Instruction No. 25 provided:
You may not find System Software or Harbert liable unless the plaintiff's have proved by a preponderance of the evidence that Harbert himself did not believe the contents of the January 14, 1991 statement.
Special Interrogatory No. 3 asked, in accordance with this instruction:
Do you find that David Harbert believed his January 14, 1991 statement? If you answer yes, you need proceed no further.
Plaintiff objects to Instruction No. 25. Because the jury obviously did not reach any issues addressed by this instruction, as evidenced by its responding only to Special Interrogatory No. 1 and to none of the others, we need not consider whether this instruction properly stated the law under Virginia Bankshares Inc. v. Sandberg, 501 U.S. 1083, 111 S.Ct. 2749, 115 L.Ed.2d 929 (1991).
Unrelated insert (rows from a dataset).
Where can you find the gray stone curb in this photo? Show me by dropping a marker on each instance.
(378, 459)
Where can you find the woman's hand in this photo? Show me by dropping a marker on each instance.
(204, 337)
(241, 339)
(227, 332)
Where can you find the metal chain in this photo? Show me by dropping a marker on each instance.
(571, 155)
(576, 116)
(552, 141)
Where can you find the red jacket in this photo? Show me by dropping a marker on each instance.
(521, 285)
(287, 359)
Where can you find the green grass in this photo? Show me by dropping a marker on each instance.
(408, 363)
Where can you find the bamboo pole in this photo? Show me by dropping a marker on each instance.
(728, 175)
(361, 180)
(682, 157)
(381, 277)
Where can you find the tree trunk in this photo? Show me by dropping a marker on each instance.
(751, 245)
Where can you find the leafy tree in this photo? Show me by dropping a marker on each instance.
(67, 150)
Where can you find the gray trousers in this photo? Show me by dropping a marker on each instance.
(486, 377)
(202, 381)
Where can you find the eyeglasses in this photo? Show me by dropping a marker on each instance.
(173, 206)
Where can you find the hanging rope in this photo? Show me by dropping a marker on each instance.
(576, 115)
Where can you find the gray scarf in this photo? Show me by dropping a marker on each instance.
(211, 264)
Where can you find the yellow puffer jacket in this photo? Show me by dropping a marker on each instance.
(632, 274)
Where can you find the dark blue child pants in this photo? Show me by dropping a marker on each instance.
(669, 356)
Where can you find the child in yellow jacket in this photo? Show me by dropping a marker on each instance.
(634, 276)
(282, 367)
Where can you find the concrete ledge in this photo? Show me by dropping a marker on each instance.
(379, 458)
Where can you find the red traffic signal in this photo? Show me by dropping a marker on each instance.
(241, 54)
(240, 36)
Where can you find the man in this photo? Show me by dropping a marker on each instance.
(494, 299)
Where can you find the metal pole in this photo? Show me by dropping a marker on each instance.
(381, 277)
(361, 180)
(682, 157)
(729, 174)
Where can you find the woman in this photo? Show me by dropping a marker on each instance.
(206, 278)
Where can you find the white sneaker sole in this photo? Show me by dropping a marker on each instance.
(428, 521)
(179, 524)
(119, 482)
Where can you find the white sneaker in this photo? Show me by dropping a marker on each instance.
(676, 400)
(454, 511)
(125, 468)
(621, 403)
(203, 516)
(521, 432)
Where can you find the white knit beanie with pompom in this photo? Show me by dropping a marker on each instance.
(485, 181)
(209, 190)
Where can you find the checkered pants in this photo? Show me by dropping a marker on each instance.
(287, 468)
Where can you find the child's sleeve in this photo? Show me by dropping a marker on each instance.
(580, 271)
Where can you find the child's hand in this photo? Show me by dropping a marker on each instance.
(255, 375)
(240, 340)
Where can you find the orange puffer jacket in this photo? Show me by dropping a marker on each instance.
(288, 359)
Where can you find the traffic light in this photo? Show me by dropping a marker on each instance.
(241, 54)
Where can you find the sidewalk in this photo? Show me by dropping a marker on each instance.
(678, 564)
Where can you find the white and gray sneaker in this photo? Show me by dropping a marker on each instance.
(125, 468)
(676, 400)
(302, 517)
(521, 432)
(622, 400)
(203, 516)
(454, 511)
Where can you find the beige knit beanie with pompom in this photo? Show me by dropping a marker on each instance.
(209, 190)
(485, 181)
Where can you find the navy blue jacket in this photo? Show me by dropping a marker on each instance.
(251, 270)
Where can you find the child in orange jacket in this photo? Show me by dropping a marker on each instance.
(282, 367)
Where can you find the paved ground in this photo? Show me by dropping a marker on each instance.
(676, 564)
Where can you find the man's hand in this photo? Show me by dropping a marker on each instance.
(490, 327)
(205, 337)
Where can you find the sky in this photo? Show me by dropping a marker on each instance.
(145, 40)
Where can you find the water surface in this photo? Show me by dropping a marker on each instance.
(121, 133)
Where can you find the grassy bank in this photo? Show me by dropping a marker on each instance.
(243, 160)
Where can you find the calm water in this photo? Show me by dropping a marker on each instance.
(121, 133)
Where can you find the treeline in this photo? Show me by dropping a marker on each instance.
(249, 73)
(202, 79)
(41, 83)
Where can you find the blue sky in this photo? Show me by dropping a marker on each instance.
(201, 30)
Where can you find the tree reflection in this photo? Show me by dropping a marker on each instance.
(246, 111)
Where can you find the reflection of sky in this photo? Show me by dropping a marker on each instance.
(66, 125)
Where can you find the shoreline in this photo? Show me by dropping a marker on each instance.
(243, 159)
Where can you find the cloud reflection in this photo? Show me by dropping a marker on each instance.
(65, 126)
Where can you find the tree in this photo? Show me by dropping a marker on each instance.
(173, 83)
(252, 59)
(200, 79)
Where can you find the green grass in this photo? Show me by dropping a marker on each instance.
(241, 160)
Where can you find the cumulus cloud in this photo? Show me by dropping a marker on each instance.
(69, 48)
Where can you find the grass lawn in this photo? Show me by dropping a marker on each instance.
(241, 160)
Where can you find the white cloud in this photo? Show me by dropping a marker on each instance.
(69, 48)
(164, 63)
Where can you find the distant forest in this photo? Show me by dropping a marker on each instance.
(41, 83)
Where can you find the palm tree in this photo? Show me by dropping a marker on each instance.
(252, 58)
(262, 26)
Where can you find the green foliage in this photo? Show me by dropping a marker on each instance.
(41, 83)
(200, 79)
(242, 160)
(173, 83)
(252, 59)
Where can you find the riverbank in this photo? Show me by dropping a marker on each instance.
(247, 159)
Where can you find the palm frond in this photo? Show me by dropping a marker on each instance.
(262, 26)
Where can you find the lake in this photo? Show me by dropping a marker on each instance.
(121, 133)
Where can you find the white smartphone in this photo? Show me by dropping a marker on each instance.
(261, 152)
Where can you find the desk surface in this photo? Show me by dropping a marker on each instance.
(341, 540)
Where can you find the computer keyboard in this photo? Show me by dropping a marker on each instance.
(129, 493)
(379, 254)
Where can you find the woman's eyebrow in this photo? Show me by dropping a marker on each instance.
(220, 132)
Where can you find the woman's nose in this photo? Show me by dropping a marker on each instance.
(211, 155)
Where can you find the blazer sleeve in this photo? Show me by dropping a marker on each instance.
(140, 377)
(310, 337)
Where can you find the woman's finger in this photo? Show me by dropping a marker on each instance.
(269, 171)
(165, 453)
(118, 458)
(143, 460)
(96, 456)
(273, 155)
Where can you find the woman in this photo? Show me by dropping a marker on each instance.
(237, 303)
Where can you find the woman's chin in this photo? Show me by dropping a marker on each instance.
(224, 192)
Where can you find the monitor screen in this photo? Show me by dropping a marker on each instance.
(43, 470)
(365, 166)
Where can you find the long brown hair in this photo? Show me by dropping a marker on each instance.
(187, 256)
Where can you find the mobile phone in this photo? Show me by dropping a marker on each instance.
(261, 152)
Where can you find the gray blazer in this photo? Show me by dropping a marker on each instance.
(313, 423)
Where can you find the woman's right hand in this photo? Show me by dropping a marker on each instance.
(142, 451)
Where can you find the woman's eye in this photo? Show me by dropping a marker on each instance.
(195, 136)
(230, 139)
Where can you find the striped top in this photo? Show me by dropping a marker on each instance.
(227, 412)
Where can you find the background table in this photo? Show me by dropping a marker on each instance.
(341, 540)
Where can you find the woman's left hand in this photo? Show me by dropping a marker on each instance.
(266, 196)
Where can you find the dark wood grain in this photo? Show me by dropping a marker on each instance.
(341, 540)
Defendants' "Integrity of the Market" Theory
In their brief and at oral argument defendants offered as an additional argument that plaintiff failed to establish that she relied on the integrity of the price set by the market, relying on Basic Inc. v. Levinson, 485 U.S. 224, 243, 108 S.Ct. 978, 989-90, 99 L.Ed.2d 194 (1988). However, in view of Eckstein v. Balcor Film Investors, 8 F.3d 1121 (7th Cir. 1993), certiorari denied, ___ U.S. ___, 114 S.Ct. 883, 127 L.Ed.2d 78, the argument was no longer pursued by defendants and need not be discussed.
Conclusion
Because the district court did not abuse its discretion in its handling of the trial, the judgment in favor of the defendants is affirmed.